Premetto subito che la copertina raffigurata in questa recensione non è la stessa presente nella confezione del CD. L'immagine del disco che possiedo è una foto monocromatica (color cromo ossido verde) di un bambino sorridente che impugna nella mano destra un piccolo aereoplano. Quella della recensione invece, rappresenta una persona vista di spalle con davanti un paesaggio scuro quanto mai inquietante. Chissà, forse è lo stesso bambino diventato adulto... Mentre per lui prima la vita era divertente e spensierata ora è buia e piena di incognite.

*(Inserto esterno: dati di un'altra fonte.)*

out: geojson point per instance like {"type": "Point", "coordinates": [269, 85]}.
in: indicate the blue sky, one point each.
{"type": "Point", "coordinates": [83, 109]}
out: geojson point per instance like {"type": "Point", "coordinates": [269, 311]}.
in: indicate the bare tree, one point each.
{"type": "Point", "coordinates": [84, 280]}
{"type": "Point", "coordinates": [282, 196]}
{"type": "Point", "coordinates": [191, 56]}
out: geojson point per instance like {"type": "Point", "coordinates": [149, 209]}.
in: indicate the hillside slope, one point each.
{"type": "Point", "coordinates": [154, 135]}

"Invisible Threads" ovvero gli invisibili fili della vita che collegano tutti gli esseri viventi nel bene e nel male, quelli che ci permettono di creare opere meravigliose ma anche quelle che ci possono trascinare in un gorgo di morte e distruzione. Un tempo Freud disse: "La mente è come una città" perciò, l'umanità potrebbe essere paragonata ad una immensa nazione formata da tante piccole città con vie più illuminate ed altre più buie, tutte collegate da invisibili fili vitali.
Il disco è stato prodotto da A.Summers e registrato tra il 25 maggio e il 14 giugno del 1993. La collaborazione dei due musicisti è senza ombra di dubbio riuscita e convincente sia nell'aspetto compositivo che creativo. Si tratta di un lavoro totalmente strumentale, dove Andy e John utilizzano, a seconda dei brani, le chitarre (acoustic & 12-string guitar) e i bassi acustici. Le trame chitarristiche risultano sempre raffinate e dotate di ottime sonorità cristalline. Non sentirete eccessivi virtuosismi ma "solamente" musica suonata con cuore e con gusto. Dodici brani per un totale di circa quarantacinque minuti.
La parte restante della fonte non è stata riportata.